Portland needs a space where communities can grow together and nurture a healthy political system — where gardens grow food and sow the seeds of resistance; where classrooms are based on popular education; where there is free space to celebrate and organize. We will no longer stand for developers holding land and buildings hostage for maximum profit. Community control and self-determination are more important than profit and endless growth.

We are inspired by those that took over a church-owned abandoned building in San Francisco in March, by foreclosure defenders in Minneapolis, by the Landless Peasant Movement in Brazil [MST], by the Space Liberated community in Madrid, and many more. We follow in the footsteps of those that have reclaimed buildings from greedy developers in order to keep community control of our neighborhoods. We stand on the shoulders of those that take direct action to elevate the rights of people above the right to keep property vacant. These social movements show us that liberation of land is not only possible, it is happening!The broad anger against the banks that the Occupy movement has revealed demonstrates a profound willingness among ordinary people to act for our collective well-being regardless of the formalities of the law. The whirlwind of movement in the past year has renewed our belief that when we act together – we are powerful.

The community center PLOC will be founding is rooted in a collaborative community effort, building relationships and partnerships that we hope live far beyond May 1st. Supporters are encouraged to come join the reclamation effort with a mind toward the collective rather than the autonomous individual. Alerts will be blasted out over email and social media on the morning of May 1st with a meetup location.

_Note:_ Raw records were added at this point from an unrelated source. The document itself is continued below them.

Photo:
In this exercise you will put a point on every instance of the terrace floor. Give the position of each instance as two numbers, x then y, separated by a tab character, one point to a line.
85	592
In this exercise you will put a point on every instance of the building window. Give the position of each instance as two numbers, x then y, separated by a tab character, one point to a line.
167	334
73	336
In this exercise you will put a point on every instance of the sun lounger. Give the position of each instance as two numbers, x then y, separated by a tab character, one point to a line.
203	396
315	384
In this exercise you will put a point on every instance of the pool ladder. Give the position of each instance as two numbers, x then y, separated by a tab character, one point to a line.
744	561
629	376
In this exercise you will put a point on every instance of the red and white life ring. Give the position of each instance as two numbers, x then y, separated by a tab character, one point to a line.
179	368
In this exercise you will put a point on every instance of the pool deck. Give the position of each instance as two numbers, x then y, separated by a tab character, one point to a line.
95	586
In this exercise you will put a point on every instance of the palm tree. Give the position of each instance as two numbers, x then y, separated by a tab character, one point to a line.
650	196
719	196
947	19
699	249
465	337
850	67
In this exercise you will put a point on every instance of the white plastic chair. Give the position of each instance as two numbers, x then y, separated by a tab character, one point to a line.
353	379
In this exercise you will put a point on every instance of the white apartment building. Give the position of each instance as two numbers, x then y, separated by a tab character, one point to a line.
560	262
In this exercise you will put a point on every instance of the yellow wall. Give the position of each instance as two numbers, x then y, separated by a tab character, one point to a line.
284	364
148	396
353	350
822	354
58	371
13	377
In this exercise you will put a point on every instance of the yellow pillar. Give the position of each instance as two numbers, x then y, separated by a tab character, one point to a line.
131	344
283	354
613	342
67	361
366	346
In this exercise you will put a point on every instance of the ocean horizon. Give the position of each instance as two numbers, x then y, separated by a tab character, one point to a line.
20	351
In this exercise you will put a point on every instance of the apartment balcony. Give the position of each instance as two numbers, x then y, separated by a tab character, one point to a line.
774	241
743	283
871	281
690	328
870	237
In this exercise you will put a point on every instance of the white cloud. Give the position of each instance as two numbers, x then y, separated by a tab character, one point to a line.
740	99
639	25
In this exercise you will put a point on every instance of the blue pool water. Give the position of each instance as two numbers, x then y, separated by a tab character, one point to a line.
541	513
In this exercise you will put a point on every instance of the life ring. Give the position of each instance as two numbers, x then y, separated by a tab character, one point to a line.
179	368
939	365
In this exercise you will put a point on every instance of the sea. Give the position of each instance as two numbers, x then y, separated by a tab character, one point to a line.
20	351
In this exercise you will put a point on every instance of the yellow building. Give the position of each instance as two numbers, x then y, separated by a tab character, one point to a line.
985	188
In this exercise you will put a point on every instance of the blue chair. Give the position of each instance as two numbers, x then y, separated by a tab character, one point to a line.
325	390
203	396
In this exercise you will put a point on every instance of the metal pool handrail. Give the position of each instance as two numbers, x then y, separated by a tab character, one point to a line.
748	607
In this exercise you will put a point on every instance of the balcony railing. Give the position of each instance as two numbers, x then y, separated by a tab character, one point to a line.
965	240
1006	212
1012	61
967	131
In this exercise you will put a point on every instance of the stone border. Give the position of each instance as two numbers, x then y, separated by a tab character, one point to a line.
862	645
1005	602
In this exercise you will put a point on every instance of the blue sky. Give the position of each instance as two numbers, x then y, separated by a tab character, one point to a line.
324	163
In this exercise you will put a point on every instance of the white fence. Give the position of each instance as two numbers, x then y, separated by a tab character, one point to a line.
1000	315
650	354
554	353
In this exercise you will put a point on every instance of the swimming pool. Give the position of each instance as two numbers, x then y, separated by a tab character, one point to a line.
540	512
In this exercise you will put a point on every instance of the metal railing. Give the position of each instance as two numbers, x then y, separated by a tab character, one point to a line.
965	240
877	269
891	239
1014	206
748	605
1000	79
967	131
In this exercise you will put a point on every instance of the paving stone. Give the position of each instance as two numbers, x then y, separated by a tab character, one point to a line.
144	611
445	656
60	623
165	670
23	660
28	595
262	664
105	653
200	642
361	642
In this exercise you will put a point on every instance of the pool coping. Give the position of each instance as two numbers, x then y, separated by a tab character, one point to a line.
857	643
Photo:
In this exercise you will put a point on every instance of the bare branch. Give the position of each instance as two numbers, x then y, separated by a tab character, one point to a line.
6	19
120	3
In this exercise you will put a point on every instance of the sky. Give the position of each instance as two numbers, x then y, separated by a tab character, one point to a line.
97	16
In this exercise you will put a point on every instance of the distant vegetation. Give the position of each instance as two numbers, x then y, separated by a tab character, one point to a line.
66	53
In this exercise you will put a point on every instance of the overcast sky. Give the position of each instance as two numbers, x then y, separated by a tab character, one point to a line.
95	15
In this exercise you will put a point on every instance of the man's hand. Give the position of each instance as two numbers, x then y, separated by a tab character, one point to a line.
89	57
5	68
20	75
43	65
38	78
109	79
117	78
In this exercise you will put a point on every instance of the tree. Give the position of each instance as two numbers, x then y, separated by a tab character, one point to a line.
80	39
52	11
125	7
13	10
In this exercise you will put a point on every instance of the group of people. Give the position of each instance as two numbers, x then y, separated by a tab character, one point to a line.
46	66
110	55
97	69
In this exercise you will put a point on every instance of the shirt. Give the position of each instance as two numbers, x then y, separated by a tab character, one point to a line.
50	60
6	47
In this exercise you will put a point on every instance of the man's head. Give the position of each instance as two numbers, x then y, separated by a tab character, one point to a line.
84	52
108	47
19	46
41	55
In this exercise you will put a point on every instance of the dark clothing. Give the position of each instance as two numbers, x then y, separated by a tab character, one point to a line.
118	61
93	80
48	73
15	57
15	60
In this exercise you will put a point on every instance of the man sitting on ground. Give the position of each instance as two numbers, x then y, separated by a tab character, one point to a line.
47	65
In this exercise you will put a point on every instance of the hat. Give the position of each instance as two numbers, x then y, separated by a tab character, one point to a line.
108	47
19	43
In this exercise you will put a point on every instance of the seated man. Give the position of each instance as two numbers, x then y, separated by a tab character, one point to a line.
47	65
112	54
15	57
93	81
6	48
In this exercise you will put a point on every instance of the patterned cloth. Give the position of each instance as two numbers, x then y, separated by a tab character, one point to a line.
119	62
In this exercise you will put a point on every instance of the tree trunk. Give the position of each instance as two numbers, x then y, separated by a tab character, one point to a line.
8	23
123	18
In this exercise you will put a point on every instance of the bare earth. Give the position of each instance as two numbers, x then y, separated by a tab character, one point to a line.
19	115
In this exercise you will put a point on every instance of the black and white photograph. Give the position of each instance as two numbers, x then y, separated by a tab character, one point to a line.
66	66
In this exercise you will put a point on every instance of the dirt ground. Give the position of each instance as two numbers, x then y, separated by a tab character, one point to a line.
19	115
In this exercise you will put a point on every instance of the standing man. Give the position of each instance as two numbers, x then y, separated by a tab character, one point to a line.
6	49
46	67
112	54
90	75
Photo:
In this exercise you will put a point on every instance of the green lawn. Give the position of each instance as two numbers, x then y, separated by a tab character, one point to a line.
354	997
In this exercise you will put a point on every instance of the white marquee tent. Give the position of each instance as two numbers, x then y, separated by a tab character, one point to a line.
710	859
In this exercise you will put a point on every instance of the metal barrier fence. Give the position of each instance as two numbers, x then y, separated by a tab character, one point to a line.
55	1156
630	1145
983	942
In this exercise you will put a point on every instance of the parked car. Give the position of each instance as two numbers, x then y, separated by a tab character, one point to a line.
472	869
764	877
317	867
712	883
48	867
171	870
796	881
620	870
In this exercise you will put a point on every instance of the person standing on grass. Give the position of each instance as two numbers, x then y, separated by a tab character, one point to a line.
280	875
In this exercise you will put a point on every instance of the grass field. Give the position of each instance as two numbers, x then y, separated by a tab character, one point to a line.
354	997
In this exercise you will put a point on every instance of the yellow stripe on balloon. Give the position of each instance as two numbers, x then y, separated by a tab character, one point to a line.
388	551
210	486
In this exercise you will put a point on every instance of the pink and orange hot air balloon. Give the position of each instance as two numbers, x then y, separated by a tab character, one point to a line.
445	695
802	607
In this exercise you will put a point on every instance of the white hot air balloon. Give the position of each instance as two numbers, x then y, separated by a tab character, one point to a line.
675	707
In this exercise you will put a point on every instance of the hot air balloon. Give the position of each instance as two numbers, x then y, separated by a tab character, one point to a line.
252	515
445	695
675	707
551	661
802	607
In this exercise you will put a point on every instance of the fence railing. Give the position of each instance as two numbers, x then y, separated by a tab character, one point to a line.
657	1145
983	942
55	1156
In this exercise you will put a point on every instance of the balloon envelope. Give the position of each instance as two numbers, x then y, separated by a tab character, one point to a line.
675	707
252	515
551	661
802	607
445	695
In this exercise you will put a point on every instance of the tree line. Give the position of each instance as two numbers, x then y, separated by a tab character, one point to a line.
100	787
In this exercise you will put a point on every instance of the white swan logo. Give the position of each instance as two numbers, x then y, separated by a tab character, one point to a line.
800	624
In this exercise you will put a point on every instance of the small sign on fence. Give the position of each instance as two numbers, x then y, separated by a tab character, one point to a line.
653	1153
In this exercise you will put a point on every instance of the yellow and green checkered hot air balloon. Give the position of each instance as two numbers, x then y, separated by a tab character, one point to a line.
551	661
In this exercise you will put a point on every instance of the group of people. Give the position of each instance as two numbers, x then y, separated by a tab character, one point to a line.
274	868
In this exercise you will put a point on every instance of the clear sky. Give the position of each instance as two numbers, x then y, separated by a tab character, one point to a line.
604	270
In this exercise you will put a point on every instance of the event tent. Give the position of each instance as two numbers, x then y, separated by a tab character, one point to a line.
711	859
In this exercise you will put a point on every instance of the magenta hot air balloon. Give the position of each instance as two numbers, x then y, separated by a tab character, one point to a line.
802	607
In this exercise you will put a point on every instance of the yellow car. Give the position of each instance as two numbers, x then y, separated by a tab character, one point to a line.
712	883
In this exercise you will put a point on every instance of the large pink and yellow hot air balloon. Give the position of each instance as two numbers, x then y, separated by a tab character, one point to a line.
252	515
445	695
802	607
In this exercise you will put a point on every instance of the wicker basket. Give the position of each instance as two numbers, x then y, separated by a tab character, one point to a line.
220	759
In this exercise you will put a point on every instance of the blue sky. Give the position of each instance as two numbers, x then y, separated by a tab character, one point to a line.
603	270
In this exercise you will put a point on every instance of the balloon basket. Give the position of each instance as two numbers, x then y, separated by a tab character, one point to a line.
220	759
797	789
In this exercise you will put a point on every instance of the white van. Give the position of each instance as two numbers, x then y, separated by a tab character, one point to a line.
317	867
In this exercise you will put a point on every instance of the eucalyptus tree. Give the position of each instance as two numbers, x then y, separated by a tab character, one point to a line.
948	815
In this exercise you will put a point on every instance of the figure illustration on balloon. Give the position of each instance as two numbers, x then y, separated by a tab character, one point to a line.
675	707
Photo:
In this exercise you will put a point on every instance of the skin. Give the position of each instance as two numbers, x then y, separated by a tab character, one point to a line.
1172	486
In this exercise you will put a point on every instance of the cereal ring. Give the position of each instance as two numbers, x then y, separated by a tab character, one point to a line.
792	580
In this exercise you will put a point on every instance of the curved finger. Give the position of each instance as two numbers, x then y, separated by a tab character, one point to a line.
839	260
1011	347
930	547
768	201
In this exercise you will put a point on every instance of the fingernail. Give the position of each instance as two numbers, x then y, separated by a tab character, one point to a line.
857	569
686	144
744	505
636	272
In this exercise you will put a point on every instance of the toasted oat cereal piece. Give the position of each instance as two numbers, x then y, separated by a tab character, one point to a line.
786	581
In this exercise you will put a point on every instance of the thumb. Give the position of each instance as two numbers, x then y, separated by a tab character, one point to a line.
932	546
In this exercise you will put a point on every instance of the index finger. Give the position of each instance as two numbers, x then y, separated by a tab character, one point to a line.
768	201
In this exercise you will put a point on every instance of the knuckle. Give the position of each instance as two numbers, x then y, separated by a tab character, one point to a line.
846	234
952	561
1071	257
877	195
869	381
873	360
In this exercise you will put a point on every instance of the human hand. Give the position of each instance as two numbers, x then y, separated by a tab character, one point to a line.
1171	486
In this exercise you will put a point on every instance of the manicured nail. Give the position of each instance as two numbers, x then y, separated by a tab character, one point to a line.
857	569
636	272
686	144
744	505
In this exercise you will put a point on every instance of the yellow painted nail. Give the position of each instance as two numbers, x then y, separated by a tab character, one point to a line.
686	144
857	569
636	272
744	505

Gather round! Liberate.MayDay!

PLOC is a collaboration of radical organizations who believe that the current economic system and its systems of oppression are fundamental problems that create the disparity of wealth and resources that we see in our neighborhoods today. We work to organize and mobilize to dismantle these exploitative systems while creating alternatives with our communities. Capitalism is not broken, it is built for someone else.